For this Makefile, visualizer is the first recipe. If simple_visualizer.c or moving_average.c don’t exist, the build fails. Files ending in .a are library files, so if library file libapa102.a exists, visualizer is compiled.
If library libapa102.a doesn’t exist, the libapa102.a target will be built. This is done with the ar command for creating archives. The exact meanings of the flags rcs can be found in the man pages. Note that in a Makefile recipe $@ gets replaced with the target, and $^ with a list of the prerequisites.
After running make in the folder ~/visaulizer, I ran it with ./visualizer. Then I connected my phone and tried it out. Here are the results:
The moving average is sometimes slow to react to volume changes in the song, but usually catches up pretty well, making for some pretty good visualization.
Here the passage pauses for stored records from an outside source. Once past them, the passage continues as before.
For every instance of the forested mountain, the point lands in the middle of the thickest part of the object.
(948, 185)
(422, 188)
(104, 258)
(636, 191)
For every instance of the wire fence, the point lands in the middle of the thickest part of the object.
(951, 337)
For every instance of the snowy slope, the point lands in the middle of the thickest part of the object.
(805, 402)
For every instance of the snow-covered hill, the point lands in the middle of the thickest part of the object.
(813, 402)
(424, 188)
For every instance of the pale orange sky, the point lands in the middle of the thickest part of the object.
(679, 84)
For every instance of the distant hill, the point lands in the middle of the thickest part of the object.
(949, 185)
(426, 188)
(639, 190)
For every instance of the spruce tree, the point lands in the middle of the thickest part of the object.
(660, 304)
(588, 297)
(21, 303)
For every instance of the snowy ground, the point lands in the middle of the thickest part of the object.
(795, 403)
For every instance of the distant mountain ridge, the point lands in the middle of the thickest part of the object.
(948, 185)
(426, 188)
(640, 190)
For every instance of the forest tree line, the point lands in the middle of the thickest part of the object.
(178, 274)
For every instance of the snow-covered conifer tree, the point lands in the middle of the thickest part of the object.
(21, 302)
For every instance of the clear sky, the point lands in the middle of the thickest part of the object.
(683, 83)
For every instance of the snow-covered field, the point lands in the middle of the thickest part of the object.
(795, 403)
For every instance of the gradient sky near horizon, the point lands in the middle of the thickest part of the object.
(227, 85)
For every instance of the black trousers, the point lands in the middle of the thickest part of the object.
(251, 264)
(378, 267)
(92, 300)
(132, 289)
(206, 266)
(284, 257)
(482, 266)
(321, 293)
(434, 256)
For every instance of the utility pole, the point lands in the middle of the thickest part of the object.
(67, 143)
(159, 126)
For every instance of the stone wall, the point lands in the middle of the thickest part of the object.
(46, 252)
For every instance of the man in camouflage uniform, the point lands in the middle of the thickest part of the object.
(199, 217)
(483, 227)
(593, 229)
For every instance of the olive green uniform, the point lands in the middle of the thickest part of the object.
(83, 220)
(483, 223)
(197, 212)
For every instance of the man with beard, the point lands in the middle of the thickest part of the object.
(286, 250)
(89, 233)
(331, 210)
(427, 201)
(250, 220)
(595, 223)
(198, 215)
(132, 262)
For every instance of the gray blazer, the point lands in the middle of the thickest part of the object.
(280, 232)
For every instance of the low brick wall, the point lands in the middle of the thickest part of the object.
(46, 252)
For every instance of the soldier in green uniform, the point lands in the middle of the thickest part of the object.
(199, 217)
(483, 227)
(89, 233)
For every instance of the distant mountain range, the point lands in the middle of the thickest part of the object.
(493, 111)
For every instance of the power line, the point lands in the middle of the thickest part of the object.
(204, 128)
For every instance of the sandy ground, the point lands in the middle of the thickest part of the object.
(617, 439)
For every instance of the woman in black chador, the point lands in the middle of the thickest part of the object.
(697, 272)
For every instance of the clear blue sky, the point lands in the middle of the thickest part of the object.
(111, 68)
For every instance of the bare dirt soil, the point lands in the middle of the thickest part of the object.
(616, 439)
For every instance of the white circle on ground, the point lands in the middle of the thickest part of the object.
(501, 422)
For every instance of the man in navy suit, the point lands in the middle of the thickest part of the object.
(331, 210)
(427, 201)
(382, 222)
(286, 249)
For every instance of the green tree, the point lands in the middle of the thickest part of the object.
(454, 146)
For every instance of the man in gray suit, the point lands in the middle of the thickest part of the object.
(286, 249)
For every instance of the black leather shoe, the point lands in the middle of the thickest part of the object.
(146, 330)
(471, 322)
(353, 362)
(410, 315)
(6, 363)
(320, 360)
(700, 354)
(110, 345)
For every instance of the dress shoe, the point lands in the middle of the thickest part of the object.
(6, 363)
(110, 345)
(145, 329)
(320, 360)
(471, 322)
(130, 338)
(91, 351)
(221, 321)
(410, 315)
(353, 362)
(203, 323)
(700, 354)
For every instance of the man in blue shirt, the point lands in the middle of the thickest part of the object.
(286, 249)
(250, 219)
In the next post, I’ll work on making this setup more mobile, with batteries and perhaps even charging.
Logic Level Converter - You’ll want one to communicate between the Pi and LEDs. You can get this one for about $3.
APA102 Addressable RGB LED Strip (1x) - For the visualizations. I got two of these for $15 each, but one should be fine. If you get a different version of LEDs, make sure they take 5V, and that whatever communication protocol they use will work with the Pi.
5v Power Supply - I happen to have an adjustable power supply, but you can also buy a wall charger that outputs a fixed 5V for about $7.